Analysis Configuration#

TypedAnalyzeConfig controls how Oumi analyzes datasets. See Dataset Analysis for usage examples.

Core Settings#

Parameter

Type

Required

Default

Description

dataset_name

str

Conditional

None

HuggingFace dataset name

dataset_path

str

Conditional

None

Path to local JSONL file

split

str

No

"train"

Dataset split to analyze

subset

str

No

None

Dataset subset/config name

sample_count

int

No

None

Max samples to analyze (None = all)

output_path

str

No

"."

Directory for output files

Provide either dataset_name (HuggingFace Hub) or dataset_path (local JSONL file):

Both sources must already be in Oumi conversation format (each row / line: {"messages": [{"role": "...", "content": "..."}]}). Rows that fail to parse are skipped with a warning.

dataset_name: <org>/<repo>
split: train
sample_count: 1000
dataset_path: /path/to/data.jsonl

Analyzers#

Configure analyzers as a list with type, an optional id, display_name, and params:

analyzers:
  - type: length
    display_name: Length
    params:
      tokenizer_name: cl100k_base
  - type: quality
    display_name: Quality
  - type: turn_stats
    display_name: TurnStats

Field

Type

Required

Default

Description

type

str

Yes

Analyzer identifier (e.g., length, quality, turn_stats)

id

str

No

Same as display_name

Stable identifier.
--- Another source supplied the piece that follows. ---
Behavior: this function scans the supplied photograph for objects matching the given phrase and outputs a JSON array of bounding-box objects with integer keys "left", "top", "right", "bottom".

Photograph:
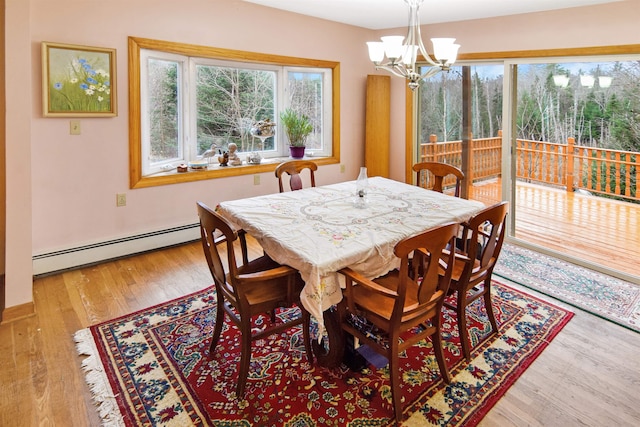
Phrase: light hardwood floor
[{"left": 0, "top": 242, "right": 640, "bottom": 427}]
Canonical key for results, caches, and test metric paths.

display_name

str

No

Same as type

Human-readable label shown in reports and logs

params

dict

No

{}

Analyzer-specific parameters

Test metric paths use id, so they look like "{id}.{field_name}". When id is omitted it defaults to display_name, so YAMLs that only set display_name can still write metric paths like Length.total_tokens.

Note

Each analyzer must have a unique id. display_name may repeat — two analyzers can share a label as long as their ids differ. The legacy key instance_id is accepted as an alias for display_name with a deprecation warning.

length Analyzer Parameters#

Parameter

Type

Default

Description

tokenizer_name

str

cl100k_base

Tokenizer name (tiktoken encoding or HuggingFace model ID)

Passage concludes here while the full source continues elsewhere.